Garrett Graff Suicide Bluesky: A Superpower Paralyzed by Fear

Garrett Graff Suicide Bluesky:- Journalist Garrett Graff’s words capture a feeling many Americans struggle to articulate: the sense that the United States is witnessing a self-inflicted crisis on a historic scale.

It feels as if a superpower is unraveling not because of invasion or collapse from without, but because of paralysis and fear within its own governing institutions. America is not being defeated by an external enemy; it is being weakened by inaction, cowardice, and a refusal to confront obvious danger.

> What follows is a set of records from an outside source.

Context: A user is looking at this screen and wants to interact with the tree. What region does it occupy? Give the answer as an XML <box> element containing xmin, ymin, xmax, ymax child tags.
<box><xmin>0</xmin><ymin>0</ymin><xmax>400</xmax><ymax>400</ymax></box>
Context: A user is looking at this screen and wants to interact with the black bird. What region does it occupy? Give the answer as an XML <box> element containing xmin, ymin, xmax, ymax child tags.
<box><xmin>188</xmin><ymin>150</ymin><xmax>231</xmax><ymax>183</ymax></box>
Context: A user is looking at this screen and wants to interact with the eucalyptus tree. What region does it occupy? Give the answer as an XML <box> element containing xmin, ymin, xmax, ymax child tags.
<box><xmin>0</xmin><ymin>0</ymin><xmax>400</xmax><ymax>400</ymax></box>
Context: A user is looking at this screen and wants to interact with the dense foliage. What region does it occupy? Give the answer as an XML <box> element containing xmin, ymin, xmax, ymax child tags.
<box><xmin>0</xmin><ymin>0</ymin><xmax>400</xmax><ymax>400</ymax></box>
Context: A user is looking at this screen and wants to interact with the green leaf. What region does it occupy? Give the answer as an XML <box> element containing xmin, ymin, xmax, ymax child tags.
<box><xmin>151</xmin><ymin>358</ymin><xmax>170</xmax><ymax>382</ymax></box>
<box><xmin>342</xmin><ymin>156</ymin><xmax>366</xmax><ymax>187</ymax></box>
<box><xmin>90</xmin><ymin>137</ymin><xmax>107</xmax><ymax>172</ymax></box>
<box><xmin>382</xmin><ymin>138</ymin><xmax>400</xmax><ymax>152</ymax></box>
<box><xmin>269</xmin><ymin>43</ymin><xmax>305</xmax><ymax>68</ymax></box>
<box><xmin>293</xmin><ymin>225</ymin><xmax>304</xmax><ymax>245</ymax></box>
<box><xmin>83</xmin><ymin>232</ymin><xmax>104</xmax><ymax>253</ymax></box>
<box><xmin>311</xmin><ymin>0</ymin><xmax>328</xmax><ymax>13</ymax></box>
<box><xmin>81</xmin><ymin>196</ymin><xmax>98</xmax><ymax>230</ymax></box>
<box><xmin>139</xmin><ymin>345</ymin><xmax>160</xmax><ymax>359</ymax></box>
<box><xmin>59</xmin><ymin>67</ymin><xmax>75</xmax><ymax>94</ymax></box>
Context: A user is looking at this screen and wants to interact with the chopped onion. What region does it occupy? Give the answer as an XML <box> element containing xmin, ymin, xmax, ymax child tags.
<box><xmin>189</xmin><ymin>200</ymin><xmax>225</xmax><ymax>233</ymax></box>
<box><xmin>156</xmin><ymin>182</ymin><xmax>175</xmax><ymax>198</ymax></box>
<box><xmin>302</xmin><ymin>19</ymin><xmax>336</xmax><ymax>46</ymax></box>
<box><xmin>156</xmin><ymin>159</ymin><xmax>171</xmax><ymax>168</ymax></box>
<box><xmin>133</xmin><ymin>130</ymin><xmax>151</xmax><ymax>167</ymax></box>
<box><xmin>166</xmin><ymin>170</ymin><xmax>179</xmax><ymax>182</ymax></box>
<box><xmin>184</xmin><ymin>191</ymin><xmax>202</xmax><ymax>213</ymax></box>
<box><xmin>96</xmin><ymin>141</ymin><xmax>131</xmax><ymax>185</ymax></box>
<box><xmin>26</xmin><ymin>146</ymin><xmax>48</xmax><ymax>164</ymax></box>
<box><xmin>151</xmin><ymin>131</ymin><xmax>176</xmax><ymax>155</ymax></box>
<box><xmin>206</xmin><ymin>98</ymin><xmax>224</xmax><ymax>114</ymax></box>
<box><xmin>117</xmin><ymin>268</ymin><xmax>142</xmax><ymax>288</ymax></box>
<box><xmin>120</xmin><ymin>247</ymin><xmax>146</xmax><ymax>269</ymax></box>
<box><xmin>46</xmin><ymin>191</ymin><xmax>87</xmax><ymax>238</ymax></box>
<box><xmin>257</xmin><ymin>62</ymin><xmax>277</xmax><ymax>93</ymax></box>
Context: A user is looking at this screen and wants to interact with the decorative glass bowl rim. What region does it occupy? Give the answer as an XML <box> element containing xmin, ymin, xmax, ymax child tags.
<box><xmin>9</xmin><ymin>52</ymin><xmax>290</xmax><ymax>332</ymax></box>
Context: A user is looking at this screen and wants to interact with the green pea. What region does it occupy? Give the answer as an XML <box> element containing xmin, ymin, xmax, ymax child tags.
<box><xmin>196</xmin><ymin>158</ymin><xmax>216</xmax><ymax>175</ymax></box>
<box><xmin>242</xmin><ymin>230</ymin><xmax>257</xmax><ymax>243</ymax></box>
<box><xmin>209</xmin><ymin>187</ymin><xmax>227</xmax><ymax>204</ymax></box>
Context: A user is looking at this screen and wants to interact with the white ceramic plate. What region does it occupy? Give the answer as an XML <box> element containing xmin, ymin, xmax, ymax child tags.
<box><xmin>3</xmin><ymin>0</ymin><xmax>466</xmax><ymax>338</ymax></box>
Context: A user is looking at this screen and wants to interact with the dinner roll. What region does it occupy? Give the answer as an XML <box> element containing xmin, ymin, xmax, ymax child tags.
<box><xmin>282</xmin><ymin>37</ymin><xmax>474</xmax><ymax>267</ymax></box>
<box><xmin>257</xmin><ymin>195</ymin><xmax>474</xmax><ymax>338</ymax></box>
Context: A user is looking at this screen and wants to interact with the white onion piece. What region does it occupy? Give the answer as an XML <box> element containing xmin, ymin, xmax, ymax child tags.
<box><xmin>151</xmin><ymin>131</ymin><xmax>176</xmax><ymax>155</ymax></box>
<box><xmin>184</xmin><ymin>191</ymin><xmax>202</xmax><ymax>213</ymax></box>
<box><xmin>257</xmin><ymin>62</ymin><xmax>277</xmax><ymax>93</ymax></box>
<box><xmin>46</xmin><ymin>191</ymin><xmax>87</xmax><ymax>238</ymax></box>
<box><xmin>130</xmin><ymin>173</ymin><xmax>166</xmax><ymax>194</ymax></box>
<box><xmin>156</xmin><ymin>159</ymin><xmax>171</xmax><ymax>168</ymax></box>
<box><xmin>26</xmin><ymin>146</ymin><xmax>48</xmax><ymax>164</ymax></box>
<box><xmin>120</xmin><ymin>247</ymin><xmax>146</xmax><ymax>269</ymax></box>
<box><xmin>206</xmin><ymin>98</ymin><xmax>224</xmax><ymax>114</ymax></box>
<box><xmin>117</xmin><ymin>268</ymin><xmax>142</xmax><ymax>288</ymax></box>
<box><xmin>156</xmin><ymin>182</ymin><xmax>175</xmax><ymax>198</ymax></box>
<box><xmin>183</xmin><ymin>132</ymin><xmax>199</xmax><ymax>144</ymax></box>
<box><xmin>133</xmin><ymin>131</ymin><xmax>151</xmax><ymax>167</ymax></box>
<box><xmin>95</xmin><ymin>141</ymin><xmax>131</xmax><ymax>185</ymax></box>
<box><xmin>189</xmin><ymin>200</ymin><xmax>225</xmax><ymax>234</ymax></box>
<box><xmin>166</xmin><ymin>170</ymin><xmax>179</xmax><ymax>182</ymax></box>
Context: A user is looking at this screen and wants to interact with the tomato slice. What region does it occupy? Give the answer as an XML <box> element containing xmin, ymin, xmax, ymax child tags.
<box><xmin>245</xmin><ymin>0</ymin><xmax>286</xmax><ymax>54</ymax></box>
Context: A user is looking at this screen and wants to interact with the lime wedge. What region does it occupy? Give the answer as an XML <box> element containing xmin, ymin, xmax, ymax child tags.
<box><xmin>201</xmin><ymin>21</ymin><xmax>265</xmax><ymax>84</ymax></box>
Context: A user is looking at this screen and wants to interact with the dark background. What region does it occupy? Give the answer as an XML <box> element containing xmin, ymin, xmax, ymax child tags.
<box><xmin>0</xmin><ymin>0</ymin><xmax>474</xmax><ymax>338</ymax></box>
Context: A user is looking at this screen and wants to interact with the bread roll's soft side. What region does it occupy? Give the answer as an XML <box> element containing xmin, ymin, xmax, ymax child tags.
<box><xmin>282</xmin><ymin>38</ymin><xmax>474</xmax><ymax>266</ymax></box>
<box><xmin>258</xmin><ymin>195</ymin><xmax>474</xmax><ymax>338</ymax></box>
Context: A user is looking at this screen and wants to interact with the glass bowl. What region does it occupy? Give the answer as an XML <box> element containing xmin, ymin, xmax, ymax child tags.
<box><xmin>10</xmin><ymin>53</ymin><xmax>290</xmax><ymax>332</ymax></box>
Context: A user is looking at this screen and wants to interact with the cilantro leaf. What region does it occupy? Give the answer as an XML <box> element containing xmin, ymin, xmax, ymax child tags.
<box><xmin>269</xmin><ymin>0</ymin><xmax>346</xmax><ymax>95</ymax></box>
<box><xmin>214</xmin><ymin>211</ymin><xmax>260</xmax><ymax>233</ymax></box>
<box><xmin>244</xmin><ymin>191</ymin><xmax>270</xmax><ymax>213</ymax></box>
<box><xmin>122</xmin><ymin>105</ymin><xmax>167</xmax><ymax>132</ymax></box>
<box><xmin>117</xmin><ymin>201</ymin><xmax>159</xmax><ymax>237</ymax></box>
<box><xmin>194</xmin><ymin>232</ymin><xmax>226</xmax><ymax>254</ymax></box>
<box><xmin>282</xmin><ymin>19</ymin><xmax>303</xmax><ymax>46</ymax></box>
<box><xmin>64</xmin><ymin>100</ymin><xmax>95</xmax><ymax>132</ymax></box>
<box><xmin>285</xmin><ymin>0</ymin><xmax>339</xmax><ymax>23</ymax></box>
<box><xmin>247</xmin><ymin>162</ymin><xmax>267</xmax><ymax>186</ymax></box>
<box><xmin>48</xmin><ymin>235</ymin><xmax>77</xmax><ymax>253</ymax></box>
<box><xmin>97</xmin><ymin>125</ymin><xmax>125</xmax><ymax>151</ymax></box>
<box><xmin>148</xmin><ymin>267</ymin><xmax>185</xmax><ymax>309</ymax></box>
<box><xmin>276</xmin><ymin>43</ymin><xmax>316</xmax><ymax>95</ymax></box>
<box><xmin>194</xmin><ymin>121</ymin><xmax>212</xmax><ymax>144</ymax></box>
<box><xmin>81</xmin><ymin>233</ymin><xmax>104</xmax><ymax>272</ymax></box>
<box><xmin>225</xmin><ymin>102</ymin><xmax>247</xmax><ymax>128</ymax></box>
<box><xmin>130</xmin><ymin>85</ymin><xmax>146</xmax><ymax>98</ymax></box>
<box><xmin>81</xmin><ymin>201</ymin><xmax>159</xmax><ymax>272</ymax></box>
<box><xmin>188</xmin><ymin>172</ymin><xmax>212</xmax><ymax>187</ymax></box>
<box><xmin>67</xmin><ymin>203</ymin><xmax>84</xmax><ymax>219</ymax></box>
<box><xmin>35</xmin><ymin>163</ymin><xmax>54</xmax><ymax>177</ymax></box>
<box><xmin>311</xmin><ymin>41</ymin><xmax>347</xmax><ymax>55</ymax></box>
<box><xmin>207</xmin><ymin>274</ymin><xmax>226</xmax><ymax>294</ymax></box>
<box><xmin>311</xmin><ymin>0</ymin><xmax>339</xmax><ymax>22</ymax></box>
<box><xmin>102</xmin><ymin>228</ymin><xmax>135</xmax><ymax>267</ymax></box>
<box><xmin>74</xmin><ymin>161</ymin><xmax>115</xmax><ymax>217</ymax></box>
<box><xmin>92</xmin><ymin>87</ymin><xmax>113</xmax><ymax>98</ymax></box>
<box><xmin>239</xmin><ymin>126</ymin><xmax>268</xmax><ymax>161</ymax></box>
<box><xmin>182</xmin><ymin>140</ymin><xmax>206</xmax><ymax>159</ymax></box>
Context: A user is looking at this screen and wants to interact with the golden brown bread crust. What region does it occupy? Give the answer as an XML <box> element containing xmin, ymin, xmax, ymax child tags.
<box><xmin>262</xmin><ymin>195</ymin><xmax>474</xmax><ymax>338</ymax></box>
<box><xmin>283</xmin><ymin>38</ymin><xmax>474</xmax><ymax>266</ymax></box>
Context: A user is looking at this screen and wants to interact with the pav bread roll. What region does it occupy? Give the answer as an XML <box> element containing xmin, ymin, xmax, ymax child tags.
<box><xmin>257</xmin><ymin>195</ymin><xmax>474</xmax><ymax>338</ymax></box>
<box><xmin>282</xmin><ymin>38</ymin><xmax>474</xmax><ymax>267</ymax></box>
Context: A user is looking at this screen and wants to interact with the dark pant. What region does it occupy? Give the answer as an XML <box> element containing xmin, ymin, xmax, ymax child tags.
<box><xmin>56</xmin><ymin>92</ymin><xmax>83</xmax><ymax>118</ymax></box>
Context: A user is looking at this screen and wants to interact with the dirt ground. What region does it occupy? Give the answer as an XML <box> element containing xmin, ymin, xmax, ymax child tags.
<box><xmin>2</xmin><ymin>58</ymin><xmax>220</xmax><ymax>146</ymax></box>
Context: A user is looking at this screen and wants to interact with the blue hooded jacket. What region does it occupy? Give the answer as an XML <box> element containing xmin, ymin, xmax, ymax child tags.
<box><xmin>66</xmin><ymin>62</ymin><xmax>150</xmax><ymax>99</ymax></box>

This moment is not about Democrat versus Republican. Framing it that way only deepens the damage. What we are seeing transcends party labels. Trump and the officials who enable him do not represent traditional conservatism, constitutional restraint, or responsible governance.

Many Americans would accept an ordinary Republican, or an ordinary Democrat, over the chaos and recklessness that now dominates the national stage. This is not ideology—it is survival.

The presidency was never meant to be a throne. It is not divine, monarchical, or above accountability. It is a civil service role, defined clearly by the Constitution and limited by law.

Congress was given both the power and the responsibility to act when the executive threatens the nation’s stability or democratic foundations. That mandate exists precisely for moments like this.

Perhaps Congress is frozen because this level of crisis feels unthinkable. No one wants to be remembered as the person who triggered such a consequential intervention. But history does not forgive inaction.

For the sake of democracy, freedom, and the people who will bear the consequences, Congress must remember its duty: to represent the will and welfare of the people, and to stop the madness before it is too late.